I waved cautiously at Rachel, barely suppressing a giggle of excitement, then turned toward the open road. It was midmorning, and the lane adjoining our home featured its usual moderate foot traffic. I
passed a donkey cart loaded high with bags of rice. Wonderful—the driver did not even catch my eye, so weary and fixed was he upon the road ahead. How silly of me, I admonished myself, to think I would attract every gaze simply because I was excited to be here. I realized in an instant, as I passed a group of young men holding skewers of lamb meat, the elementary lesson that everyone has his own worries and concerns for the day. It wasn’t about me. All I had to do was blend in, stay quiet and unobtrusive, and I might as well have never been there. Strange. New concept for a girl accustomed to being the center of her household’s attention.

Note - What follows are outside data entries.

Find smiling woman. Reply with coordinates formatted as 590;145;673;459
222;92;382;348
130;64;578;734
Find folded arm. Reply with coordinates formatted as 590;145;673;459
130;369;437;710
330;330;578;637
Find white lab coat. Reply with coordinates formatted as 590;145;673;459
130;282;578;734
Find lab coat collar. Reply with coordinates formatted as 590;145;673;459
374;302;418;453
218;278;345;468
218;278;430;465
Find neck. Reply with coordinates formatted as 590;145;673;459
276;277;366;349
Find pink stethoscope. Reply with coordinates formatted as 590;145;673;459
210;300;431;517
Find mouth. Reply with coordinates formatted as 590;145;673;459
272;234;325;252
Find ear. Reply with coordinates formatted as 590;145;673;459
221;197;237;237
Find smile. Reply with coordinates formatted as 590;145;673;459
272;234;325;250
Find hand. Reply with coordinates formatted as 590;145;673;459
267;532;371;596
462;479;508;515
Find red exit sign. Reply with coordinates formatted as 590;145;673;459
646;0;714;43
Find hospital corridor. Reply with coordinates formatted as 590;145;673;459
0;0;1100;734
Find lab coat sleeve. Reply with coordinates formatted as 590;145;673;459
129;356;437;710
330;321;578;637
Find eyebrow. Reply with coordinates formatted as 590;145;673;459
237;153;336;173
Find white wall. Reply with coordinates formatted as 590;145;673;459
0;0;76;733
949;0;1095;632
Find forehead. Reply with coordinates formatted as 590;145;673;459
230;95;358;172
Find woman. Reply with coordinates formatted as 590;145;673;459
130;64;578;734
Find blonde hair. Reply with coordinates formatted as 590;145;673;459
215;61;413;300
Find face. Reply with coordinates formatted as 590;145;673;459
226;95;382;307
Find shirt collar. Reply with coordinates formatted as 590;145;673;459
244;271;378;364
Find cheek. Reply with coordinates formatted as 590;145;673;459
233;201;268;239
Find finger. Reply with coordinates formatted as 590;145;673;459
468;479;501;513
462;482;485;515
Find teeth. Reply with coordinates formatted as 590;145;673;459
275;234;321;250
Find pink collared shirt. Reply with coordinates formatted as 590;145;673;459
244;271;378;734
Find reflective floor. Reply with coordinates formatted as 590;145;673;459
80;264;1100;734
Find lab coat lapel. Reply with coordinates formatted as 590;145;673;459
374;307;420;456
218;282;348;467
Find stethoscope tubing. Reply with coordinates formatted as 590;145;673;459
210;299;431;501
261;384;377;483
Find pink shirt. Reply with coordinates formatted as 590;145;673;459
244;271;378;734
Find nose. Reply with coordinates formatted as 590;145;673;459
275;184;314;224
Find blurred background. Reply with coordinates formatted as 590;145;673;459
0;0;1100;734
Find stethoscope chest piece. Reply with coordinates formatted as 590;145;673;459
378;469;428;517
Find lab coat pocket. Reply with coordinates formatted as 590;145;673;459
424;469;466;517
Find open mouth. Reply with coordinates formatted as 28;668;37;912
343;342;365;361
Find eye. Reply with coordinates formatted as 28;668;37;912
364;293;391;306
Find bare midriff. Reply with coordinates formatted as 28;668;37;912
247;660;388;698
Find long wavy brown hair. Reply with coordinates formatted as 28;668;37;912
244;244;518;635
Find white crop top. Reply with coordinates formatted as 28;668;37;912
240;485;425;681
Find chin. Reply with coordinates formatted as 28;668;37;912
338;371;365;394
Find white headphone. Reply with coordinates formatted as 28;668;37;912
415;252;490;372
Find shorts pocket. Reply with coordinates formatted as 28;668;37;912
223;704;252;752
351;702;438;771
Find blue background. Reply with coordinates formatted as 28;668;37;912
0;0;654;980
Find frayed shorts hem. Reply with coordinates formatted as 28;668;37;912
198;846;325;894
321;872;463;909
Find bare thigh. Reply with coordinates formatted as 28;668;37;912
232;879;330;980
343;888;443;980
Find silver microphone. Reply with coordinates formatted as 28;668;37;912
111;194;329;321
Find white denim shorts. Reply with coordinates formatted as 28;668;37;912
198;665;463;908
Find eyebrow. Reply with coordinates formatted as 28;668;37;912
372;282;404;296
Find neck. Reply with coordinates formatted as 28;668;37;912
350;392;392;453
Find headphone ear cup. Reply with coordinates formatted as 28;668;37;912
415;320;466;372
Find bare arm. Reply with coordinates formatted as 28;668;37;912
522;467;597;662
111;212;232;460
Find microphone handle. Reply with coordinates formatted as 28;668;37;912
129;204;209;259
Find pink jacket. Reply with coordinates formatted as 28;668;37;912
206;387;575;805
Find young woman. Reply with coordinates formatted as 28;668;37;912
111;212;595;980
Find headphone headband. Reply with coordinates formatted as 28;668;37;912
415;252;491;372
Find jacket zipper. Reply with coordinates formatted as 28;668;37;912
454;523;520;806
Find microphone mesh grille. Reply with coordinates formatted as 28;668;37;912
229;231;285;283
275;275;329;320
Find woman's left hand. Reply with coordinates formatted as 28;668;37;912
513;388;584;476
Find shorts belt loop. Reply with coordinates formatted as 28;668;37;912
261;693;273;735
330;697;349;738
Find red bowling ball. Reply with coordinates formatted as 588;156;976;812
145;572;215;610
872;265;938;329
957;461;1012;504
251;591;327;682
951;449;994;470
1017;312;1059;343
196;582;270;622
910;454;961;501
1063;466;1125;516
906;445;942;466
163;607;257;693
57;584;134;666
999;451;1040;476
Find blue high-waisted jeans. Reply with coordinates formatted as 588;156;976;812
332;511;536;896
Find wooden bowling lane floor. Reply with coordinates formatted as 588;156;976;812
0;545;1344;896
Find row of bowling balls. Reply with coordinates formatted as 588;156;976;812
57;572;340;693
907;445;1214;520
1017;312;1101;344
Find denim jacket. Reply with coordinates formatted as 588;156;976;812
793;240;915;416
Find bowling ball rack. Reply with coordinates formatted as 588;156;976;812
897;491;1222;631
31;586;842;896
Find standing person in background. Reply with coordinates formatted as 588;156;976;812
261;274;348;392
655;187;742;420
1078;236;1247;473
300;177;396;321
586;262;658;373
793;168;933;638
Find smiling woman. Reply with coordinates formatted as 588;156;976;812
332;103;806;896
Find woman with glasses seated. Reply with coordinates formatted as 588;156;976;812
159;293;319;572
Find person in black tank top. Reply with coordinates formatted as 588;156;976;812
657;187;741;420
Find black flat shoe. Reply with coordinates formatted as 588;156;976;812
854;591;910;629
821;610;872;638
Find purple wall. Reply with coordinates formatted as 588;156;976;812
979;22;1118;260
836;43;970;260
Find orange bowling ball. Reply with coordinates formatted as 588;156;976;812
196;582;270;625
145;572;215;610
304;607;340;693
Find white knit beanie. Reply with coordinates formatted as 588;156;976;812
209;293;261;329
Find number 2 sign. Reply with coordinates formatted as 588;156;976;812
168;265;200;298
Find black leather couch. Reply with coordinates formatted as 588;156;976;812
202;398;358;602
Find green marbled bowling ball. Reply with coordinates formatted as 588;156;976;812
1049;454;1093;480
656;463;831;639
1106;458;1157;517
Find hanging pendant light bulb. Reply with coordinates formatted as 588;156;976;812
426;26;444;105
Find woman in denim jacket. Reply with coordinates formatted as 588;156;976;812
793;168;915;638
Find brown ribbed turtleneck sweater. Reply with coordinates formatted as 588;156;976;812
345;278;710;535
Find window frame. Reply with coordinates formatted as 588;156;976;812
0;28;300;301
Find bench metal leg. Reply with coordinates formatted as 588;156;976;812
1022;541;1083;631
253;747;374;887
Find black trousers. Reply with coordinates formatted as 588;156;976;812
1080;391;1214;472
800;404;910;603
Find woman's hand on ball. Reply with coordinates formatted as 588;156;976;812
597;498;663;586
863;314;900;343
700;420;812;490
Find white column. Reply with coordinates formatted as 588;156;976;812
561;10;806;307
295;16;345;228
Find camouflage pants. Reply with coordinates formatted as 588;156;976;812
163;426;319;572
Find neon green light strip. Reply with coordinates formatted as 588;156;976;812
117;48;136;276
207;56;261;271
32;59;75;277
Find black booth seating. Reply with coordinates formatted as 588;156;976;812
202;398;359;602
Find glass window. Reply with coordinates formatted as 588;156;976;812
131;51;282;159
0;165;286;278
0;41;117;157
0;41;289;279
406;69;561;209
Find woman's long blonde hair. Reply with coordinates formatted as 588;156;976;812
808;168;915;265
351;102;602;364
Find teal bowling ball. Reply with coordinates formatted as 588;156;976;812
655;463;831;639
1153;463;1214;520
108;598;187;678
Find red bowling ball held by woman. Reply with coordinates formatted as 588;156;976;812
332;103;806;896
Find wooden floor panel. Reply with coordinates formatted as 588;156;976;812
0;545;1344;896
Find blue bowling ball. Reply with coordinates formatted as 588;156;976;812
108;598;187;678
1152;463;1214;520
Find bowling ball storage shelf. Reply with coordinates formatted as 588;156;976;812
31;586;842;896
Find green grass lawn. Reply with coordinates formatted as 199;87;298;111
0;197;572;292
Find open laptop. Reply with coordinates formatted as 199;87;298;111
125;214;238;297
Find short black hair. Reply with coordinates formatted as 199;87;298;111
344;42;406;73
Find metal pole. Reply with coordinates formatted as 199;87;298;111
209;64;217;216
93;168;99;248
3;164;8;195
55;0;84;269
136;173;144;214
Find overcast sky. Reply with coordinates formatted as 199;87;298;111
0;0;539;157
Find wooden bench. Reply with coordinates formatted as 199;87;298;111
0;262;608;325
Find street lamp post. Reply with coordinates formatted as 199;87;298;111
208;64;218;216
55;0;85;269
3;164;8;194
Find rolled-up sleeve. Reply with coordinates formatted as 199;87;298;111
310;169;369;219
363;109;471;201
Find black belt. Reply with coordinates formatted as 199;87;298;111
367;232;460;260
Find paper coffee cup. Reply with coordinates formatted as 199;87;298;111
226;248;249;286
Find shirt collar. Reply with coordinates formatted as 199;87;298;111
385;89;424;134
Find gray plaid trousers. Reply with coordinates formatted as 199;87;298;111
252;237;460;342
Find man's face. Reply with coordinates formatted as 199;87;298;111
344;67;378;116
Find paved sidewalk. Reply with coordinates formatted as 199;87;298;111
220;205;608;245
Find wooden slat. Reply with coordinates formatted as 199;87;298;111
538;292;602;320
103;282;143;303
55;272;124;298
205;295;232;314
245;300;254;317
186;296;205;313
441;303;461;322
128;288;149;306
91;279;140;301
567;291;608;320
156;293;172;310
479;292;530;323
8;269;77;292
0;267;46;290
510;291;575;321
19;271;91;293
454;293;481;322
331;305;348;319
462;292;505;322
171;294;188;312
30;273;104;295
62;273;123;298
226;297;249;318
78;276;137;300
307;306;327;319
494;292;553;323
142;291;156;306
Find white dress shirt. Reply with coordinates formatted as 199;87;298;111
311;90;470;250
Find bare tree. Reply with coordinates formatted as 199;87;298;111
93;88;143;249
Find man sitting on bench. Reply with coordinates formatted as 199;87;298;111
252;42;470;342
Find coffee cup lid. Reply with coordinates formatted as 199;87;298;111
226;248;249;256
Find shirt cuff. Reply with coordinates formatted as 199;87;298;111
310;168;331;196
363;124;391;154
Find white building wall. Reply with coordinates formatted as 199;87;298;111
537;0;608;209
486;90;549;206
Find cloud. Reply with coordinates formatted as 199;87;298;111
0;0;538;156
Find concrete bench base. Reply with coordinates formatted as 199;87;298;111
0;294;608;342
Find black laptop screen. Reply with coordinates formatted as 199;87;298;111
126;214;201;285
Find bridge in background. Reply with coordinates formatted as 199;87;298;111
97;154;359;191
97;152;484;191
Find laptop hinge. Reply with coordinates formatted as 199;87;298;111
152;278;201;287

I kept walking until I stood surrounded by views I had never seen from my rooftop perch. Entirely new sights and smells assaulted my senses from doorways and outflung awnings—a rack festooned with small cups of foreign spices, the unprecedented sight of a fire spit from which a roasted pig sent its aroma drifting in clouds of woodsmoke, around the corner an ornate stand hung with jewelry and items of clothing from faraway lands.
Then I realized, and I turned—I was completely out of sight from my home. I had truly ventured forth at last. I made a mental note of how to return and continued uphill, keeping the Palace rooftop straight ahead as my guide. I crossed the dried-mud bridge over the equally muddy Kerkha River and walked on. It seemed the farther I went, the more exotic and crowded the streets became. Soon the sound of barkers, haggling shoppers, workers and soldiers shouting became louder than any sound I had heard since that of thunder in a summer storm the year before.
Finally, my long climb ended at some sort of open plaza, I turned a corner and there it was. The majestic portico, the mighty arch of Xerxes, with the King’s Gate soaring dizzily behind it, a wonder of height and expansiveness beyond any image I had ever conjured. I tried to picture what it would be like to live in the Palace, surrounded by vast gardens and servants and unspeakable opulence. Rachel had told me that much of the gold in the world was now hoarded within that building.